The most important finding of our study is that LND patients had no worse prognosis than NLND patients, especially in those with muscle-invasive carcinomas. According to a recent review, carrying out LND for UTUC is unlikely to be time-consuming and to increase the risk of major complications [
34]. Although the current quality of evidence is generally not high, which may lead to biased and uncertain results, it might still suggest that the role of LND in UTUC is of importance, as UTUC is likely to simulate the biological behavior of bladder cancer because of the same histology among the two diseases.

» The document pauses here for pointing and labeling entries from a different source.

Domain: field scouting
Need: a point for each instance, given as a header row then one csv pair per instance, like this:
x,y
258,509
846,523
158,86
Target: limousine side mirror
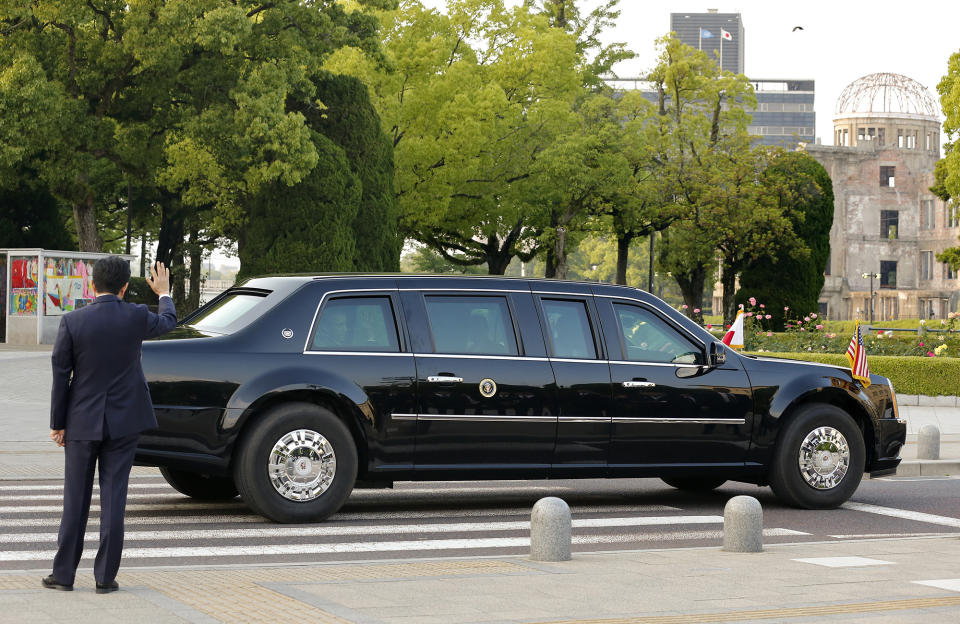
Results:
x,y
718,355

Limitation should also be considered. First, the sources of the publications were limited, thus potentially introducing inevitable publication bias. Second, although 11 eligible studies involving 7516 patients were included in this meta-analysis, most of them were retrospective studies and the sample sizes of some selected studies are small, which might render the results less reliable. Third, marked heterogeneity of studies was seen in pooled-analysis of CSS and RFS. Furthermore, 7 of the 11 included studies provided the extent of LND, but the indication and extent of LND were not standardized. Last but not the least, as the included studies spanned a 10-year interval, the year in which the surgery occurred could be associated with different survival rates due to better imaging, earlier diagnosis and improved peri-operative strategies of care. In the future, the role of LND should be further examined by validating templates of regional lymph nodes, and by prospective studies with larger numbers of patients. Then, we will discuss whether LND can be a standard treatment for UTUC.